I think we can understand this as meaning that as long as Jesus was around, the Apostles would have continued to rely on His physical presence, on Him, to do it all. In this situation, it is likely that their own sense of mission would not have deepened; they themselves would not have been empowered to "Go into all the world and preach the good news to all creation” (Mk. 16: 15).
Saint Francis of Assisi, before passing into Heaven, told his followers that he had done what God had given him to do and now that he was leaving this earthly realm it was their turn to do what God called each one of them to do. And so it is with each one of us. And this we must do on our own. We must come to it of our own choosing. Of course, we are hopefully supported in this by others, but in the end each one of us must come to it and live it with conviction in our own heart.
These fifty days between Easter and Pentecost are indeed meant to form in us a disposition to live out God’s will for us in a post-Resurrection understanding, an understanding which is formed and sustained by the reception and continued gift of the Holy Spirit.
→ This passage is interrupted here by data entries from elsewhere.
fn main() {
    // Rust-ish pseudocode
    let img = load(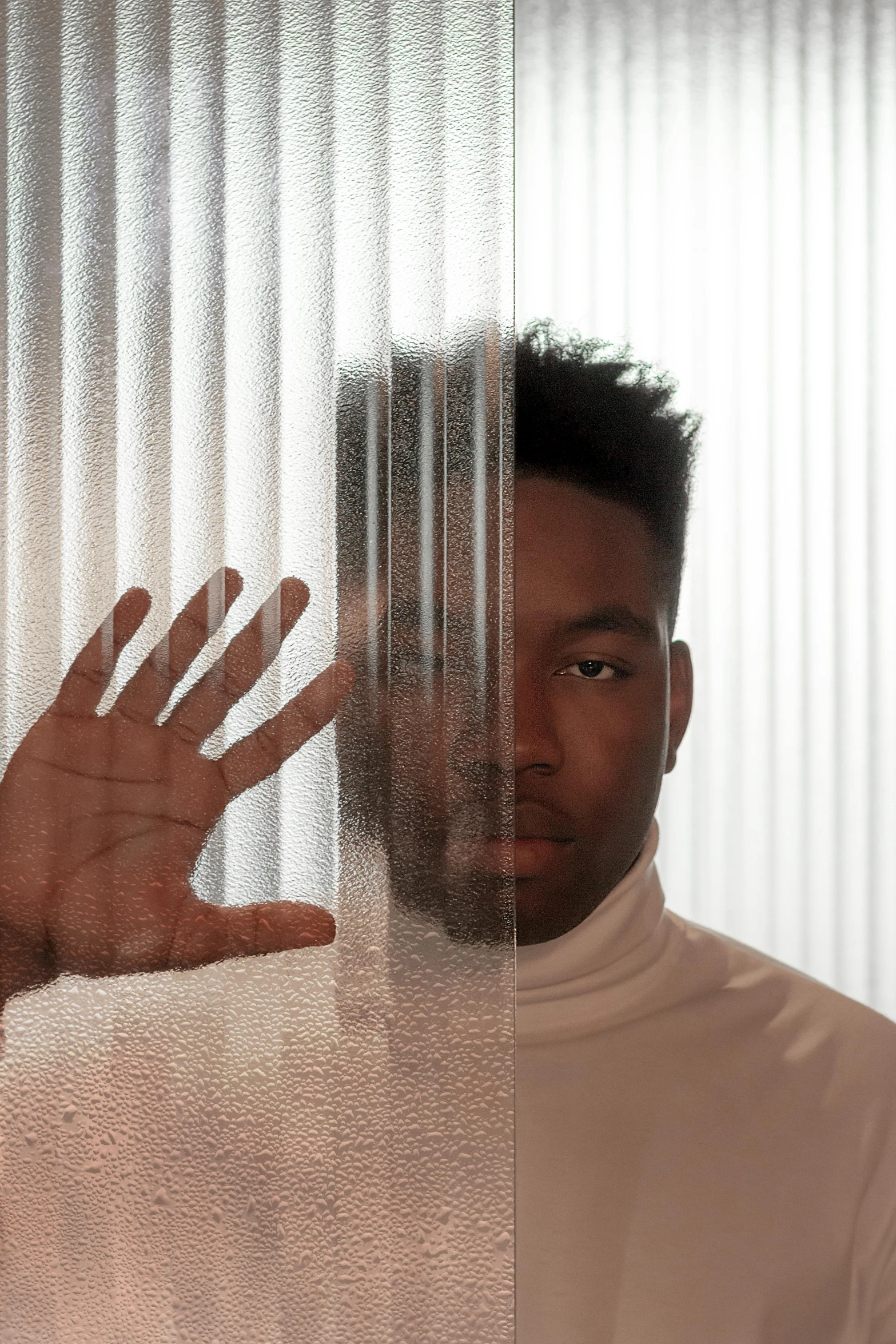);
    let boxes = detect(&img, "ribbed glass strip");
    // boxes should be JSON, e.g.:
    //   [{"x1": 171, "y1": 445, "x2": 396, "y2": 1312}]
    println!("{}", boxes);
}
[{"x1": 0, "y1": 0, "x2": 513, "y2": 1344}]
The Church in this season of Easter, in this season when Resurrection is followed by Christ’s Ascension and the sending of the Holy Spirit at Pentecost, calls us to rejoice and partake in the glorious love of God the Father, God the Son, and God the Holy Spirit. Let us pray for one another that our post-Resurrection understanding of God’s all-encompassing love in Jesus as the Christ may be deepened by our partaking of His Body and Blood.
In the name of the Father, and of the Son, and of the Holy Spirit. Amen.
 The Sunday Sermons of the Great Fathers, v. 2: From the First Sunday in Lent to the Sunday after the Ascension, translated and edited by M.F. Toal, D.D. (Chicago: Henry Regnery Co., 1964), p. 368.